Frequently Asked Questions (FAQ)
Click questions below to see the answer
Q0 - How to lose weight?
Ans - To lose weight, you can get started with my free plans or paid plans.
In Paid Plans - you can work directly with Deepti and her team (medical dieticians) for your weight loss journey and goals. You can find the link here - Paid Plans
In Free plans - you can find 2 options based on your fitness level and needs.
The free plans include free 1-week diet plan as well. Please follow the plans along with my healthy diet to get better results and ensure you are eating correctly for supporting workouts. Please note : Eating too less or extreme can affect your results.
Plan 1 : Suitable for people who
- Are new to fitness
- Want to lose more than 10kgs of weight
- Want to lose lot of fat from the body
Plan 2 : Suitable for people who
- Have some background in fitness
- Want to lose less than 10kgs of weight
- Have reduced weight and looking to tone the body (upper body/legs/belly)
Click Here - Free Plans
Q1 - How much weight can i lose in a month?
Ans - For healthy weight loss, it is advisable to lose only 0.5 - 1kg of weight per week. So you can easily lose 3-5 kgs in a month in a healthy way. Weight loss is specific to each individual, so some people lose weight faster than others. So don't worry - just stay consistent and results will come.
If you are losing inches and no weight - dont worry - its working ! Eventually you will lose weight too
Q2 - How many Days/Time - should i do the workout?
Ans - Our daily recommended activity requirement is at least 30mins of workouts 5-6 days a week. This adds up to at least 150mins of workout every week. Rest days are equally important for weight loss to help body recover fully. Once your stamina goes up, for better results you can do 45-60mins daily workouts 5-6 days a week.
e.g. Monday to Saturday for 30-60mins daily and treat Sunday as rest day !
Morning and Evenings are both fine and give similar results. Workouts can be done 1.5-2 hours after meals
e.g. morning breakfast at 8.30am ...and workout at 10am OR Evening tea/snacks at 4.30 pm ...and workout at 6pm
Avoid workouts on empty stomach, always eat some soaked nuts/dates/apple/banana 15-30mins before workout
Avoid late nights because it increase adrenaline in the body and might interfere with your sleep :)
Q3 - Do I need to change my diet?
Ans - We do not need to diet for weight loss. I would recommend avoiding any extreme diets
For diet, follow some basic guidelines
Eat healthy home cooked meals (these are free of additives, preservatives, excess sugars)
Add more vegetables and fruits to your diet (help with healthy carbs, fiber and nutrients)
Eat more regional and seasonal food (helps us eat fresh and boost immunity)
Eat at the right times especially early dinner (rough guideline - 8.30am breakfast, 12.30 lunch and 7.30pm dinner)
Don't starve .. eat mid meals as required (fruits are best on empty stomach)
Healthy Diet Plan Video
Q4 - Are workouts and diet enough to lose weight?
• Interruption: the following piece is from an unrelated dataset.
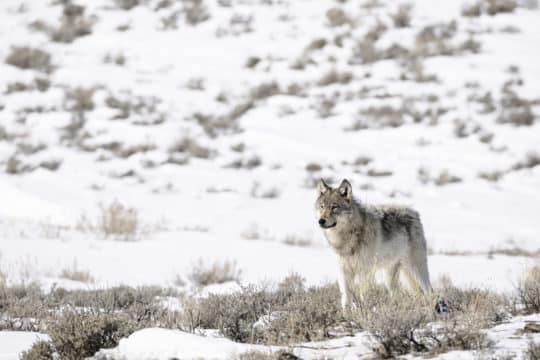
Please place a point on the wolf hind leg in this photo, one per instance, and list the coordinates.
(391, 276)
Ans - Workouts provide you with your daily dose of activity. There are few other simple things that you can focus on to get best results
Diet - Answer in Q3
Sleep - Sleep and wake up at the right time every day. Ideally 7-8 hours every day (between 11pm-7am)
Stress - Stay happy and stress free to avoid fat build up in the body
It all adds up for good weight loss !
Q5 - Do dance workouts work for PCOS?
Ans - Like several other conditions, PCOS also requires a good amount of regular body exercise and healthy active lifestyle. My dance workouts focus on cardio plus strength training and both are helpful for PCOS.
For diet, follow some basic guidelines
Switch to lean meats
Avoid Soy / Milk (switch to non dairy if required)
Eat more whole foods - lentils, whole wheat
Add lot of bright coloured fruits/vegetables into your diet
Q6 - Do I need to complete the whole workout at a stretch ...what if i get tired?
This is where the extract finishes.